Lorsque l’on découvre la démarche chaloupée de Daniel Craig dans le plan séquence d’ouverture, on comprend immédiatement que Spectre n’aura pas la noirceur du génial Skyfall. Le regard assuré, James quitte une énième conquête pour retourner à ses occupations tumultueuses. Sam Mendes donne directement le ton, ce vingt-quatrième épisode sera moins torturé mais tout aussi solide.
Après cette introduction vient le traditionnel générique qui reprend les figures phares des trois précédents opus. Après avoir combattu des ennemis qui n’étaient finalement que des pions dans leur organisation criminelle, Bond va cette fois-ci s’attaquer au chef de SPECTRE, campé par un Christoph Waltz tout en retenue.

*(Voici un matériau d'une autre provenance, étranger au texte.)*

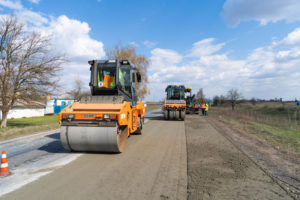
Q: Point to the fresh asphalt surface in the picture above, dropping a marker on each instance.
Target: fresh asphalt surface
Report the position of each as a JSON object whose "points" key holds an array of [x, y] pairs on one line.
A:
{"points": [[152, 167], [170, 160]]}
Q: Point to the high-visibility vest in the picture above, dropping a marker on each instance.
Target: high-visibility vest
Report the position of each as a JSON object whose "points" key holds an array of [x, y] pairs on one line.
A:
{"points": [[108, 81], [206, 107]]}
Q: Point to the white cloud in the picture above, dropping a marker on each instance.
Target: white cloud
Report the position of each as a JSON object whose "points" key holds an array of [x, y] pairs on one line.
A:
{"points": [[70, 37], [35, 1], [14, 5], [31, 18], [163, 58], [149, 44], [205, 47], [267, 72], [291, 39], [264, 11]]}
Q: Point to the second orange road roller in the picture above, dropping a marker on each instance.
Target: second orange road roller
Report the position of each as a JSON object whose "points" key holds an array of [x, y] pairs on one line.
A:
{"points": [[175, 104], [103, 121]]}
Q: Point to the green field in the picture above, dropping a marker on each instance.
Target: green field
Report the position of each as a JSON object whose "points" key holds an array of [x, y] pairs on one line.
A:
{"points": [[276, 124], [24, 126], [153, 107]]}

Moins prenant et tendu que Skyfall, Spectre est un épisode dans lequel Bond semble moins fatigué par les coups mais tout autant pris de court par ses adversaires. A de multiples reprises dans le long métrage flotte la phrase « Les morts sont vivants », qui s’affiche avant le sublime point de départ dans les rues de Mexico. On croise les ombres de Vesper Lynd et M et la tristesse est rapidement effacée du regard du héros. S’il est moins brutal dans cet épisode, Bond semble également moins hésitant.
La fin de Skyfall bouclait de nombreux éléments du passé de Bond. Tout en continuant à faire le lien entre de nombreux protagonistes, Sam Mendes présente son personnage autrement, bien plus décontracté et paradoxalement plus doux dans Spectre. Cela ne l’empêche pas de faire face à l’imposant Dave Bautista lors d’une course poursuite ou d’un combat dans un train toujours très bien emballés. Les scènes d’action sont rares mais toujours extrêmement lisibles et le rythme lent de Spectre s’oppose à merveille aux folies visuelles ratées de Marc Forster dans Quantum of Solace.

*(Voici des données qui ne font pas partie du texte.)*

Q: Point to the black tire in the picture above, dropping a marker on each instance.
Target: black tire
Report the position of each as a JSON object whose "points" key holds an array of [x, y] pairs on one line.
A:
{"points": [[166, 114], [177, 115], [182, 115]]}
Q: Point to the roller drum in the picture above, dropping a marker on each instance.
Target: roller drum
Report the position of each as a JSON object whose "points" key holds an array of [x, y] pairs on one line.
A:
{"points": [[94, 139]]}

Sam Mendes a le don pour créer des ambiances. Sa capacité à créer une tension lors du premier face à face avec Waltz s’accorde parfaitement au travail du directeur de la photographie Hoyte van Hoytema (Her, La taupe), dont les différences avec le travail de Roger Deakins sur Skyfall marquent encore plus le changement de trajectoire entre les deux épisodes. L’utilisation de l’espace et de la luminosité durant ce premier affrontement entre les deux ennemis jurés renforcent le calme inquiétant qui se dégage de Spectre.
Le spectateur n’a pas l’impression que Bond est aussi faible et désarmé que dans Skyfall mais qu’il est constamment observé et que son parcours est orchestré par un marionnettiste extrêmement malin. On aurait pu être déçus par les révélations finales mais elles renouvellent l’univers et l’ouvre vers de nouveaux horizons. Mendes reprend les mythes de la saga, se les approprie avec classe, innove sans dénaturer et offre à Craig une composition plus flegmatique. Les démons de James sont toujours présents mais rien ne semble ébranler son regard séducteur.
Spectre est d’ailleurs traversé par de jolies envolées romantiques. On frôle parfois le kitsch, la relation entre Daniel Craig et Léa Seydoux est sans surprise mais bien amenée. Leur complicité se développe rapidement et Seydoux est probablement la meilleur James Bond girl depuis Eva Green dans Casino Royale. Moins dramatiques que ceux avec Vesper Lynd, les rapports entre James Bond et Madeleine Swann, un nom quelque peu évocateur et joliment cliché, rappellent eux aussi les grandes figures de la saga et notamment l’élégant Au service secret de sa Majesté.
Spectre n’est pas dénué de longueurs et le scénario est loin d’être le plus original mais l’épisode reste cohérent dans sa narration, ce qui n’est pas toujours le cas dans les opus avec Craig. Si ce dernier ne reprend pas le rôle, Spectre demeurera une conclusion légère pour un héros qui aura nettement changé en neuf ans.